Be aware of smart social engineering tricks

Nicholson also urges consumers to be aware of smart social engineering tricks, like criminals using AI to create deepfakes of your loved one’s voice on a call or impersonating your colleagues on work communications.

“These computer-generated videos or messages have progressed rapidly in the last decade, blurring the line between fake and real to a shocking degree. The best way to avoid being scammed with these requests is identity verification, with a code word or on a trusted channel before sending any money,” she said.

Stop, challenge and protect

Paul Maskall, strategic fraud prevention and behavioural lead at UK Finance’s Take Five – To Stop Fraud campaign, thinks it’s important for consumers to “stop, challenge and protect yourself from potentially fraudulent requests for money, and your personal and financial details”.

“Stop. Take a moment to stop and think if the request is genuine. Look out for frequent typos, unexpected friend or message requests and be cautious of anyone who contacts you from out of the blue,” said Maskall.

“Challenge. It’s ok to reject, refuse or ignore any requests for your money or personal information. Only criminals will try to rush and panic you – always contact organisations or people back on details you know to be true.

“Protect. Make sure your login details are always secure and updated regularly. Always use the secure payment options recommended by websites and use a credit card when making purchases over £100 and up to £30,000 as you receive extra protection. Contact your bank immediately if you think you’ve fallen for a scam and report it to Action Fraud.”

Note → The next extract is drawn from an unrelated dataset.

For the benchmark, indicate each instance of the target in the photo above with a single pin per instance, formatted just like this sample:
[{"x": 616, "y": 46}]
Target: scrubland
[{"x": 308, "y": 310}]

Be careful what you share on social media

Social media sites are also a breeding ground for criminals to exploit your personal information.

“Harmless information like your pet’s name, workplace, birthday or holiday plans can be gathered by criminals to piece together a comprehensive overview of your life and use it in these social engineering scams or guess personal passwords,” said Nicholson.

“To protect yourself, make sure to keep this information limited or behind good privacy settings online.”

Get clued up about account takeover fraud

Nicholson also thinks consumers should be mindful of account takeover fraud.

“This is the use of stolen login credentials to gain control of a user’s account, which is another risk, with a cost of over £51.7 million in 2022, according to UK Finance,” said Nicholson.

“Victims often state their compromised account did not have a unique password, making them susceptible to multi-account takeovers. That’s why it’s vital to use unique and strong passwords for all your online accounts, and not to reuse passwords, especially on social media accounts, which are often susceptible to fraud.”

Use digital wallets

Digital wallets such as Apple Pay or Google Pay are a good way of counteracting financial fraud.

“Your payment information is protected with encryption technology so that it cannot be intercepted by hackers or compromised during transactions. The seller does not see your credit card number, only the transaction ID, so it is less likely to be stolen in a data leak,” said Adrianus Warmenhoven, cybersecurity expert at NordVPN.

“When using it for in-person payments on your phone, it usually requires your facial identification too.”

Avoid making payments over the phone

Due to voice cloning, Warmenhoven advises people to avoid making payments over the phone, especially if they are not sure the person you are speaking to is legitimate.

“Cloned voices can sound eerily similar to someone you know, so by insisting on receiving a secure payment link or traceable bank account details, you are more protected,” he said.